The **asset.extra_fields["xarray:open_kwargs"] parameter seems crucial to success. Looking at the item, I can see this attribute for each asset thus:
{'xarray:open_kwargs': {'chunks': {}, 'engine': 'zarr', 'consolidated': True, 'storage_options': {'account_name': 'cpdataeuwest', 'credential': 'blahblahblah'}}}. I did wonder how it knew to automatically return dask arrays. But this feels like a “not very stac like” undocumented means of access that you have to kinda know about?

Aside from any specific questions above, I’m left with general musings such as:

  • Does the example use xarray’s open_dataset specifically because of the presence of this magic field?
  • Is this magic field there just to support direct open_dataset access?
  • Does stac_load not support zarr?
  • Can the data be loaded using stac_load, or is it “Nope, you’ve got to use xarray’s open_dataset directly”?
  • Any recommended reading to learn more about this open_dataset access pattern that makes use of this extra_fields parameter that’s stored in data?
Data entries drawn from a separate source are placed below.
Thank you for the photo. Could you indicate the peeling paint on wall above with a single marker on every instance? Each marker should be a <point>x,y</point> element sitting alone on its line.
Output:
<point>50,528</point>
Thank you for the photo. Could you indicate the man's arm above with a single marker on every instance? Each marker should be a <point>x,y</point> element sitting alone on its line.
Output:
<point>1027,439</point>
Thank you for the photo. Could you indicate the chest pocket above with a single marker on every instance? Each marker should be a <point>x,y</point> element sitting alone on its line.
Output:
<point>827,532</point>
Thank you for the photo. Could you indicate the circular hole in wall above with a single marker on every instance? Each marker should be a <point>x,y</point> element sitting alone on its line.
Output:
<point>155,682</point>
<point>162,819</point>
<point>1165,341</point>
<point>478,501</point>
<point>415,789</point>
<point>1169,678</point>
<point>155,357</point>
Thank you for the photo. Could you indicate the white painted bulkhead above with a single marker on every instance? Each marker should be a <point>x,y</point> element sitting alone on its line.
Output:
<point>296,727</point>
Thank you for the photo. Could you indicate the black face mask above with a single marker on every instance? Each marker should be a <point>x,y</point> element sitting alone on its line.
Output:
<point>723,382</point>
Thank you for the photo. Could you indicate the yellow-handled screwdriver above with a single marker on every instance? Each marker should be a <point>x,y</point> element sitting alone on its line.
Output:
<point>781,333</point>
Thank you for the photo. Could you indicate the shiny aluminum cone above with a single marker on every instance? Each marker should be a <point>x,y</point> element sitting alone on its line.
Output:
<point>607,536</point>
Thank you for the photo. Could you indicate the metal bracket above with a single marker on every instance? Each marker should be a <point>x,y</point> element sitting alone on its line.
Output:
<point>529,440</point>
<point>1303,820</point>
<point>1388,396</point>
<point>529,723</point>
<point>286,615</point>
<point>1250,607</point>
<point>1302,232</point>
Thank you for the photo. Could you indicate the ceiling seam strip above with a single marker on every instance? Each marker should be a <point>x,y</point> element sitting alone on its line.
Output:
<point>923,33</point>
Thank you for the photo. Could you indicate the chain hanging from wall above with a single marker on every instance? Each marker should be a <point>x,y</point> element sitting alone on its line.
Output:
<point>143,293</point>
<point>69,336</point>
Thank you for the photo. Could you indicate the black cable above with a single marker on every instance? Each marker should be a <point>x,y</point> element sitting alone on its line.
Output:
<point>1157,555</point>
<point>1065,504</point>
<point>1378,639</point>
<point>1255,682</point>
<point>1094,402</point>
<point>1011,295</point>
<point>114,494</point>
Pinging @TomAugspurger (sorry :wink: ) for much valued MSPC viewpoint!

Huh, I really thought I had updated all those notebooks, but apparently not. The equivalent method call would be either next(search.items()) or search.item_collection()[0]. I’ll get to that sooner or later.

The example picks the first item with item = items[0] and then iterates through the assets to then combine them into a Dataset of multiple variables. This feels kinda clunky. Is this really the best approach?
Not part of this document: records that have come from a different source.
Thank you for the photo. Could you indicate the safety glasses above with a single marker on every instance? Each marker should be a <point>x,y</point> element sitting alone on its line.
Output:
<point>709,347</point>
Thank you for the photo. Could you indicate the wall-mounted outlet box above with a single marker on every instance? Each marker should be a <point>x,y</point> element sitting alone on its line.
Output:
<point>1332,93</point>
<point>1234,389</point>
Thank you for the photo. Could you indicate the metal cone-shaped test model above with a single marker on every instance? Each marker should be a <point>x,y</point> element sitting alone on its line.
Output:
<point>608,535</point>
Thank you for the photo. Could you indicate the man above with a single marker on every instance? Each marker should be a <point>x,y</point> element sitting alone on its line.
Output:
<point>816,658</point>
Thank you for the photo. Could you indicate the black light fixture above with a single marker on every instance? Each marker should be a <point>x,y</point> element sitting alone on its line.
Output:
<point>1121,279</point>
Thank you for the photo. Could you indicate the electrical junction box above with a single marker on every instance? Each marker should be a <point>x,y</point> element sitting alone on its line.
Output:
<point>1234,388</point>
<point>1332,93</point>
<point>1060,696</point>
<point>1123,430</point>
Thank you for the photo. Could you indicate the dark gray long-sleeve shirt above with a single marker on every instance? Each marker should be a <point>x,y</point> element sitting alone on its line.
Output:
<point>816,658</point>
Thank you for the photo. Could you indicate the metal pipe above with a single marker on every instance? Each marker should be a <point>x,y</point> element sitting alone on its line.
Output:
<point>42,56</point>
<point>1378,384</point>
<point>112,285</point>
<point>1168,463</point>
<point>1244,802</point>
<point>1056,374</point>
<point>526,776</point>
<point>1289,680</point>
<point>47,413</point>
For now, yes. But see Convenience methods for converting STAC objects / linked assets to data containers · Issue #846 · stac-utils/pystac · GitHub and linked issues / repos.

Noting that this was just for one month/item, for multiple months would you have to iterate over each item and then each asset and then .combine_by_coords?
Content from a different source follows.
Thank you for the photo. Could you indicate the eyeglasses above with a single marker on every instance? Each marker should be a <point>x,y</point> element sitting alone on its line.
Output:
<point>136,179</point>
I think so, yes. These are separate Zarr datasets, and I think that’s the preferred way to combine them.

But this feels like a “not very stac like” undocumented means of access that you have to kinda know about?

@jsignell’s xpystac library helps with this, I think. It’ll be something like xr.open_datset(stac_asset), and it’ll take care of inferring the right engine (based on the media type in the STAC metadata). As for the storage_options, it’s kind of unavoidable. adlfs needs an account name, and this is a private storage container so you need a credential. That either goes in the STAC metadata (like account_name), gets injected by another library (like planetary_computer.sign injecting credential), or is specified by the user.

So I wouldn’t really call it “magic”. It’s simply the keyword arguments you would need to manually supply to read the data.

  • Does stac_load not support zarr?

Is this from odc.stac? I don’t think it supports zarr

  • Any recommended reading to learn more about this open_dataset access pattern that makes use of this extra_fields parameter that’s stored in data?

The STAC extension is at GitHub - stac-extensions/xarray-assets: This extension helps users open STAC Assets with xarray. It gives a place for catalog maintainers to specify various required or recommended options..


And just a general FYI about Planetary Computer, that dataset is currently not updating. I have a task item to get it moved to a new pipeline, but ran into some issues and haven’t gotten back to it.

1 Like

Super helpful reply, thanks @TomAugspurger ! I found the stac-extensions link particularly helpful.

I’d noticed the dataset only seems to run up to the end of 2020. I thought I’d seen another source suggest it only ran up to 2020 (despite ERA5 supposedly being up to present day). Is there a timescale for fixing this?

Does anyone know of ERA5 hosted on a STAC API anywhere else?
(Also I’ll take recommendations for such sources of weather/climate data for UK, with emphasis on precipitation, but also insolation, wind, and temperature).